When I was little, my favorite day was Saturday. You see, Saturday afternoon the women in my family turned the entire house out of doors and cleaned as though it were a competition sport.
Being too young to help, I usually was sent off with dad to hike in the woods (in summer) or go look at holiday lights in the city or watch some sports event he wanted to see.
And then we came home, to a house that was sparkling clean, a (usually fairly spare on Saturdays) cooked dinner, and the consciousness that all work was done for a while.
When I got older and started participating in the cleaning, Saturday evening was even better. You had a sense everything that needed to be done was done, and you could take a break and just be.
I figure Thanksgiving partakes of the same feeling, the feeling of having worked hard and now having enough to see you through the winter ahead. It’s the feeling of harvest festivals in every culture, as far back as we can go.
I haven’t done everything, this year. The book still hangs half finished, mostly because of all the moves (!) and yesterday, between four appointments and hunsgiving at Pete’s Kitchen (I promise next year, if we’re all still here, and I’m not ill or something, we’ll plan this a month in advance. Until then, I’m considering a hunsdinner on the first tuesday starting in January. Mostly because sometimes I need to see people and not just their pixels.) nothing got written.
Fortunately today it’s just us and our friend Charles, and since we have company on Saturday and I need to do a real house cleaning by then, I’m not even going to really do a deep clean. (Charles knows our mess.) I’m just doing cat-vomit-cleaning which is a constant duty, and kitchen cleaning.
Right now, I confess I feel a great deal of lassitude. Not tiredness, precisely, just a feeling like I wouldn’t like to do much, probably the result of yesterday’s unusual exertions and people contact (which is why I need MORE people contact, of course.)
The family is (I think) still asleep, and I have some corn bread for stuffing in the oven. Later I’ll spatchock a turkey and set a bunch of side dishes in the crockpots.
Even though the book isn’t done (TRULY should be done this week, although I’m not as fast as I used to be, and probably won’t be till I get new glasses) this year has been one of several for lack of a better word, accomplishments.
My catalogue of gratefulness is so long, that I have no way of tagging all of it, so here’s a jumble of it, in short: I’m thankful we have a place to move, got fully moved in and that both boys are moved into situations they enjoy.
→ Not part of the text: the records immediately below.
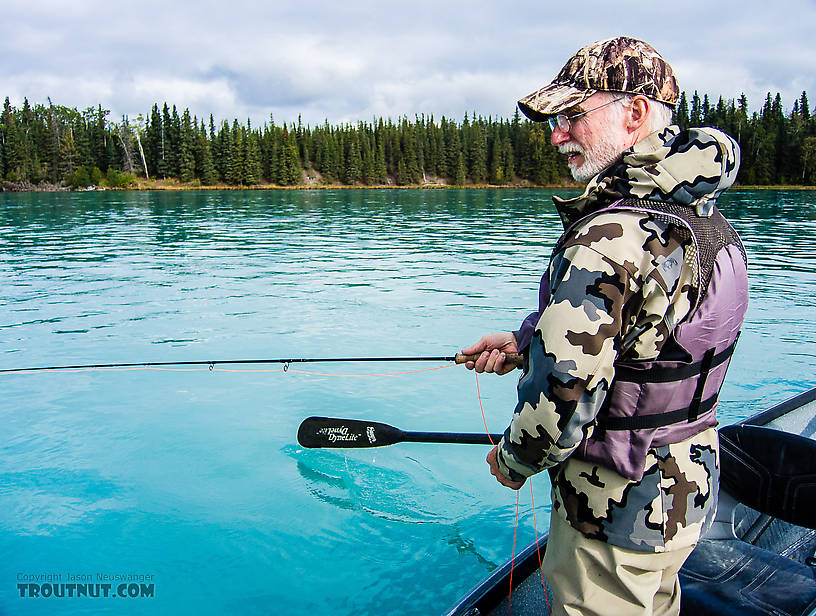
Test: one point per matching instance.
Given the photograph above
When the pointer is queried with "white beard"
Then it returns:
(602, 155)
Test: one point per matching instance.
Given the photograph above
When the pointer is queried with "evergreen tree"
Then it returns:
(186, 141)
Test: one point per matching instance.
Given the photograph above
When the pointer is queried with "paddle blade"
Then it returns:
(346, 433)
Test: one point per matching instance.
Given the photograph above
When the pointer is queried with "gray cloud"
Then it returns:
(355, 60)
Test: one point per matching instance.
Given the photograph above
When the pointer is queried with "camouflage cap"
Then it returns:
(619, 64)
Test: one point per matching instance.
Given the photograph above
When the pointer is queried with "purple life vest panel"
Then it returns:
(671, 398)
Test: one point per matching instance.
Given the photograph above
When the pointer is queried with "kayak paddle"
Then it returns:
(331, 432)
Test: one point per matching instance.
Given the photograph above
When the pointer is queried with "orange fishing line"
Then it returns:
(481, 406)
(513, 558)
(538, 549)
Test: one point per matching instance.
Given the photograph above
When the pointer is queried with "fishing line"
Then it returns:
(538, 551)
(515, 526)
(210, 368)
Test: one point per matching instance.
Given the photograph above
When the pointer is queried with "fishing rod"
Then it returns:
(511, 359)
(331, 432)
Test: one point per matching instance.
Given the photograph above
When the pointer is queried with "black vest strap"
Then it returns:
(668, 375)
(657, 420)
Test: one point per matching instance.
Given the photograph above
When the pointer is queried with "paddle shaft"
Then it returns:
(464, 438)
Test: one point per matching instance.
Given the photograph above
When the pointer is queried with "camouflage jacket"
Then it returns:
(607, 300)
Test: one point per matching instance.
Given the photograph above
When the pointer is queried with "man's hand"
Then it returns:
(494, 470)
(492, 348)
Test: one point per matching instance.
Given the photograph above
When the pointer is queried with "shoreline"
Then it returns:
(142, 186)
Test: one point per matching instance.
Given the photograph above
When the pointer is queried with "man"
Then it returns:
(639, 310)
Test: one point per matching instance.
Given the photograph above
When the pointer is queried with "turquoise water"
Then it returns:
(192, 480)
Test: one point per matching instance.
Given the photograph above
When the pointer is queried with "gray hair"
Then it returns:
(660, 114)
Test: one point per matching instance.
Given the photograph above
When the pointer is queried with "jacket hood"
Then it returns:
(691, 167)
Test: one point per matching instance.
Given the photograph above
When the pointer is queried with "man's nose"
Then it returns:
(559, 136)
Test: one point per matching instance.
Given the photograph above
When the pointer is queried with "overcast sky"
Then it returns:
(350, 60)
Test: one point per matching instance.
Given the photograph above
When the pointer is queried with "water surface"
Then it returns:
(194, 477)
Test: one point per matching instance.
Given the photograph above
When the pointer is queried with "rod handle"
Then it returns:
(511, 359)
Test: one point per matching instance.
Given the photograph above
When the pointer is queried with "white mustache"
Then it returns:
(568, 148)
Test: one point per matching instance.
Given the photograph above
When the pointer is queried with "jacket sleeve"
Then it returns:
(571, 354)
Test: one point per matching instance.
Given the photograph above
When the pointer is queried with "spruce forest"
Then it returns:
(51, 145)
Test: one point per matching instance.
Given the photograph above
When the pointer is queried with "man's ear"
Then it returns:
(639, 110)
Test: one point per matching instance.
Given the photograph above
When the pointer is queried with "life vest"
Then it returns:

I’m thankful I have you guys to see me through the worst times, when thing get wobbly. I’m thankful my mind is functioning again, and I can write again (more than I can say.) I’m thankful I have three more books under contract after this one is done. I’m thankful for my wonderful husband (always) and my two wonderful sons (always) and for number three son by adoption and his wife and two kids (Always, always.) I’m thankful my car is still with us, though hopefully we’ll buy me a “new” one from the delivery money for these books. I’m thankful that Dan has a decent job, which carried us when I couldn’t work at all. In these days, that’s no minor feat, and no minor thing to be grateful for. I’m thankful that I have colleagues and friends in my life, who make me feel like I’m not a freak of nature for what I do or what I think.I’m thankful Euclid-cat who is sixteen is looking pretty spry, still, even if getting a little skinny. I’m grateful derpfish is still with us, because if he had died right after Miranda, it would have sent me down the depressive spiral. I’m thankful that my issues with driving don’t seem to be psychological but physical. Expensive for two pairs of glasses, to be sure, but not as expensive as extensive psychotherapy.
Most of all, I’m thankful for the stories that come and fill my mind, and make me want to tell them. And I’m thankful other people like to read them. To be able to do what you love and get paid for it is the best gift of all.
And I promise in the next year you’ll have a lot more to love. (Be mindful that Amanda Green challenged me to a book a month, and I don’t mean to fall behind her production.)
Now go have your turkey and meet with your real life friends and family. See you here tomorrow, for more of our peculiar fun.